WASHINGTON — House Financial Services Chairman Jeb Hensarling, R-Texas, is about to go on the offensive to roll back the Dodd-Frank Act, outlining reform legislation Tuesday that would give banks a break from certain provisions of the reform law and Basel III requirements in return for higher capital.

Speaking to an American Bankers Association conference, Hensarling said the 2010 financial reform law had done significant damage to the market and needed to be immediately repealed.

"I will not rest until Dodd-Frank is ripped out by its roots and tossed on the trash heap of history!" Hensarling said in a spirited speech that ended with a standing ovation from bankers.

He said Republicans are "deep into our planning" about an alternative reform bill, outlining several components. The chief one is allowing banks to be released from certain Dodd-Frank and Basel III requirements if they hold higher capital. That idea was first suggested by Federal Deposit Insurance Corp. Vice Chairman Thomas Hoenig, who has argued that the current regulatory regime is too complex for most institutions.

Hensarling also vowed to subject new rules to cost-benefit requirements and increase transparency at the Federal Reserve Board.

"You'll see us offer a bold alternative to the sclerotic status quo of our financial markets," Hensarling said, adding that it would be released "soon."

Requiring a cost-benefit analysis of regulations is an idea many Republicans have already been pushing. Earlier this month, Hensarling's committee passed a bill sponsored by Rep. Scott Tipton, R-Colo., that would have subjected new regulations to a cost-benefit review.

"The truth is, well-designed regulations that are actually beneficial to the public can easily pass the cost-benefit test," Hensarling said. "It can be used to defend good regulations as well as oppose bad ones."

Hensarling specifically took aim at the Consumer Financial Protection Bureau's Qualified Mortgage rule for cutting off mortgage credit for millions.

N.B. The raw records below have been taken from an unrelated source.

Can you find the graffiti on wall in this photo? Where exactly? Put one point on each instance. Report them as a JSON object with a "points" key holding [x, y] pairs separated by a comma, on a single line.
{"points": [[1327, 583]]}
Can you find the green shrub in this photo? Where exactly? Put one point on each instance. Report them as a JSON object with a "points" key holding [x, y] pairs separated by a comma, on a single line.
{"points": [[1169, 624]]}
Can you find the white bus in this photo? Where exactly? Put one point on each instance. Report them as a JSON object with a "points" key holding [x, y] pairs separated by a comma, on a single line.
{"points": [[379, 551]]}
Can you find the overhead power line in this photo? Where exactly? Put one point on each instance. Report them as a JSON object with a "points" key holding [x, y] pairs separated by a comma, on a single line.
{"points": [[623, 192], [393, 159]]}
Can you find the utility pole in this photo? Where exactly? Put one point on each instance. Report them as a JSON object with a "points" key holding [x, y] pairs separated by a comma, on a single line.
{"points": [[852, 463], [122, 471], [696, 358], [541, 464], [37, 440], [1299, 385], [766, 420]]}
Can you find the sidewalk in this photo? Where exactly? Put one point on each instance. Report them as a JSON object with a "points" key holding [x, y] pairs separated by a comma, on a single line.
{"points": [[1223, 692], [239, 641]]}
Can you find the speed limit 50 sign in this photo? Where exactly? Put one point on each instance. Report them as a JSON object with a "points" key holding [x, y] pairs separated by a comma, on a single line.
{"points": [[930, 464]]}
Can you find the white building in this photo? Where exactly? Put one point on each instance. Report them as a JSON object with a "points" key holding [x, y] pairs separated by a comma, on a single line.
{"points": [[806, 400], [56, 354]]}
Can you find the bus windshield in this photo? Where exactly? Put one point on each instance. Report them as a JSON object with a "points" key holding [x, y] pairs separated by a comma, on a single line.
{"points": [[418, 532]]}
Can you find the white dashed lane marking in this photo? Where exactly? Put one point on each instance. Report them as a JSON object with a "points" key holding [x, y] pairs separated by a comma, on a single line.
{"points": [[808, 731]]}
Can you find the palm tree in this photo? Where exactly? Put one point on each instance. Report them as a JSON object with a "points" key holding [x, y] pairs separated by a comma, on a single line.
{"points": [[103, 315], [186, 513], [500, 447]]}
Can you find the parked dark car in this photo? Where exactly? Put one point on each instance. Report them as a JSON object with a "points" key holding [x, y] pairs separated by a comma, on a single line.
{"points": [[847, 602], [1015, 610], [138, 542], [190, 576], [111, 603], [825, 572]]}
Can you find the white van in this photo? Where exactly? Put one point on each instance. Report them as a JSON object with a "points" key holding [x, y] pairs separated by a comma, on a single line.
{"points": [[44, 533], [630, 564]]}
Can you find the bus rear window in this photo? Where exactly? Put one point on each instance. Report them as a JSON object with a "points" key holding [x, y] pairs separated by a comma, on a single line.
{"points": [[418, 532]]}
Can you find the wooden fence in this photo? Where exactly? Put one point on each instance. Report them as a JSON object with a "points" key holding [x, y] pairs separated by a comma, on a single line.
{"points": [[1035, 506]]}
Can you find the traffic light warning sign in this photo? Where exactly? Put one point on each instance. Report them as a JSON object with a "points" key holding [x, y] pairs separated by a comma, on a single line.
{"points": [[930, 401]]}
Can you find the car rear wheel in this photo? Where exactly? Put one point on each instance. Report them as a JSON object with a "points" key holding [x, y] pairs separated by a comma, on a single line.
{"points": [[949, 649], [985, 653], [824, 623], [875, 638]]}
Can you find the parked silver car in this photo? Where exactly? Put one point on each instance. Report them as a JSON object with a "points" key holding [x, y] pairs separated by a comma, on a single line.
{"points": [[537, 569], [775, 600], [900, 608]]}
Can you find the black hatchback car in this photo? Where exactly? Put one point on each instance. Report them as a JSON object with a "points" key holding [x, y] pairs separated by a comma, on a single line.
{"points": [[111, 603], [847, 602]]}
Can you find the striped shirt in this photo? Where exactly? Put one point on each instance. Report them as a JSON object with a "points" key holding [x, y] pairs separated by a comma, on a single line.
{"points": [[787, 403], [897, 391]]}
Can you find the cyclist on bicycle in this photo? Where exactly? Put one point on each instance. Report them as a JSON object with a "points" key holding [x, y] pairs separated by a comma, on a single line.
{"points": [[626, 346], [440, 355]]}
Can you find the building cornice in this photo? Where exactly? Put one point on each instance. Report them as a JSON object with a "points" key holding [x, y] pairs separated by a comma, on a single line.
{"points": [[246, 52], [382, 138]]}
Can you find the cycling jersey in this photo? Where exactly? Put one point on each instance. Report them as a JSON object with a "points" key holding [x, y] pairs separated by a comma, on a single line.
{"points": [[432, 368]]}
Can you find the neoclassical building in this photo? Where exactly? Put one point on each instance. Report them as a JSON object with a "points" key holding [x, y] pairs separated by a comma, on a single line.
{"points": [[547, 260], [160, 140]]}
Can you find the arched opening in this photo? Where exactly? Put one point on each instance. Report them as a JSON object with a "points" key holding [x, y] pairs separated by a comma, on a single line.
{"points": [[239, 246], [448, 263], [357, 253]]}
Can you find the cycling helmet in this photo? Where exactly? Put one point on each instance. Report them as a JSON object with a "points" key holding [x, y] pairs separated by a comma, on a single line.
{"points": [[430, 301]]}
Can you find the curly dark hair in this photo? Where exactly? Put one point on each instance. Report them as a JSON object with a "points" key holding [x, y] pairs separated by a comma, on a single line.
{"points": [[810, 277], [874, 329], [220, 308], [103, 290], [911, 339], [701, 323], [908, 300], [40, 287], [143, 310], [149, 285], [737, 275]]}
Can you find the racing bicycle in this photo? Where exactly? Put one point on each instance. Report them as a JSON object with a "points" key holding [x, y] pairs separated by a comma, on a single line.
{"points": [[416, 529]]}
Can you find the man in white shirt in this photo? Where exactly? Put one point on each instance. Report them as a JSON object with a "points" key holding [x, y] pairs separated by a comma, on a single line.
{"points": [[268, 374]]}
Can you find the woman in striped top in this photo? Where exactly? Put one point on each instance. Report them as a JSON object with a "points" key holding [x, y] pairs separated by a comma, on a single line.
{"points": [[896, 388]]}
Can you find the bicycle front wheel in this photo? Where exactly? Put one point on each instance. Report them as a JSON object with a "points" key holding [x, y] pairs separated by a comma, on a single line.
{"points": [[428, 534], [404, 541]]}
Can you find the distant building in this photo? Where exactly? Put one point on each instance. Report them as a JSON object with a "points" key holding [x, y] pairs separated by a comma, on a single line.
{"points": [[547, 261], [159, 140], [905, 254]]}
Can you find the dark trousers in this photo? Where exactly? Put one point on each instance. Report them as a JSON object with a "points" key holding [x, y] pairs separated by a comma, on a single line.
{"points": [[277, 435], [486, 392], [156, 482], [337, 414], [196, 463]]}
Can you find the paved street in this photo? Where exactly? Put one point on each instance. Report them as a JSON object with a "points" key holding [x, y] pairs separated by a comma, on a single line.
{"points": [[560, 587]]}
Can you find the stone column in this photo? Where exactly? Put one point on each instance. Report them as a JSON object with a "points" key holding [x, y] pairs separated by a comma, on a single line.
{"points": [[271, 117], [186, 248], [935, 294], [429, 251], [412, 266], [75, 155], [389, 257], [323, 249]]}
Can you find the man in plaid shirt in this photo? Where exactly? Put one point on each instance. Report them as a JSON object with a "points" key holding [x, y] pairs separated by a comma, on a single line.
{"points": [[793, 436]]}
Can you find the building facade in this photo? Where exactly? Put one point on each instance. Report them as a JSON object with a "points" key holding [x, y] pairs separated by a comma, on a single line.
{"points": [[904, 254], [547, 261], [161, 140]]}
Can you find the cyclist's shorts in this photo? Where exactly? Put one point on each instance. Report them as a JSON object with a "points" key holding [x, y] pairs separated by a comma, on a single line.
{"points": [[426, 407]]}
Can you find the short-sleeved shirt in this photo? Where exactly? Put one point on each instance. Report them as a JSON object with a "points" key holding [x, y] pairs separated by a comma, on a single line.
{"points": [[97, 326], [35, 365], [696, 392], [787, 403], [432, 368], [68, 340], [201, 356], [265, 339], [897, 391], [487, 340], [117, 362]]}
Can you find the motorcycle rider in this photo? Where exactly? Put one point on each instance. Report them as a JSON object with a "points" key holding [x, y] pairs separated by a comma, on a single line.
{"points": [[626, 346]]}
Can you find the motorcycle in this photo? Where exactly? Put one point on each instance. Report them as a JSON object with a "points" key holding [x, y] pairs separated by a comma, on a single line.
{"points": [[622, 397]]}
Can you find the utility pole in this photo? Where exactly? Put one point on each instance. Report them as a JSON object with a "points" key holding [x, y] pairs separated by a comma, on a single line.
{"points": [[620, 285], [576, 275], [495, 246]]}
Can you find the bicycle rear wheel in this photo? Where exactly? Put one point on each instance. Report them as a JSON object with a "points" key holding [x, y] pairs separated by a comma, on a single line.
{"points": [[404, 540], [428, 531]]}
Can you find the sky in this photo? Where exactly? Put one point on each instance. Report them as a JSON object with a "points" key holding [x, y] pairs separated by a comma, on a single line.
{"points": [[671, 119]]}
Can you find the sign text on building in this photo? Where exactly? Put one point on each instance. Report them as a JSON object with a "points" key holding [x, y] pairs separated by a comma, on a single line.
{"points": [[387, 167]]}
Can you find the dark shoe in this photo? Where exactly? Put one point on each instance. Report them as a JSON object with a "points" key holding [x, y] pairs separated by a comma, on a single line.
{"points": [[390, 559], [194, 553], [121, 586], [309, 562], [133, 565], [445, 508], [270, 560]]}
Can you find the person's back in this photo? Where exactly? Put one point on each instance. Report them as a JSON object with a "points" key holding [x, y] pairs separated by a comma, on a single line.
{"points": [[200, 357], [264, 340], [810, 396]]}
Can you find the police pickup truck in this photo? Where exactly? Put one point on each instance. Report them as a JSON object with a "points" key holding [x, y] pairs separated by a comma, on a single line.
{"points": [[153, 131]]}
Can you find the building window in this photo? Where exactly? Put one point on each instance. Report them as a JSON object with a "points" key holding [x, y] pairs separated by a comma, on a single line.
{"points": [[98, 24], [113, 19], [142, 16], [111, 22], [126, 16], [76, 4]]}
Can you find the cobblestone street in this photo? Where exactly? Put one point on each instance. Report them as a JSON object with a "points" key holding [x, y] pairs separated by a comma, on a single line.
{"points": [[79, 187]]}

"If there were any justice in the world, consumers would be able to sue the CFPB for unfair, deceptive and abusive practices — early and often," Hensarling said.

He also faulted Title II of Dodd-Frank, which gave the Fed and FDIC "orderly liquidation authority" and which Hensarling argued would ensure another taxpayer bailout in the event of a crisis. Hensarling added he was no longer sure if "too big to fail" exists.

Hensarling's bill is almost certain to clear both his committee and the full House, even with Democratic opposition. Rep. Maxine Waters, the panel's top Democrat, said Tuesday that Hensarling's plan was "just another attempt by the majority to gut administration policies that have helped millions of Americans."

"Any plan that repeals the heart of Dodd Frank is a futile exercise that could jumpstart another financial crisis," Waters said.

Hensarling's plan would undoubtedly face an uphill battle in the Senate, however. Republicans barely control the chamber with a four-seat margin, and Democrats have said they would block legislation that seeks to substantially roll back Dodd-Frank. President Obama, too, has already said he would veto any repeal.

Still, Hensarling said his alternative bill would gain support.

"Our better approach will demand accountability from both financial institutions and financial regulators," he said. "We will toughen penalties for those who engage in wrongdoing and defraud consumers."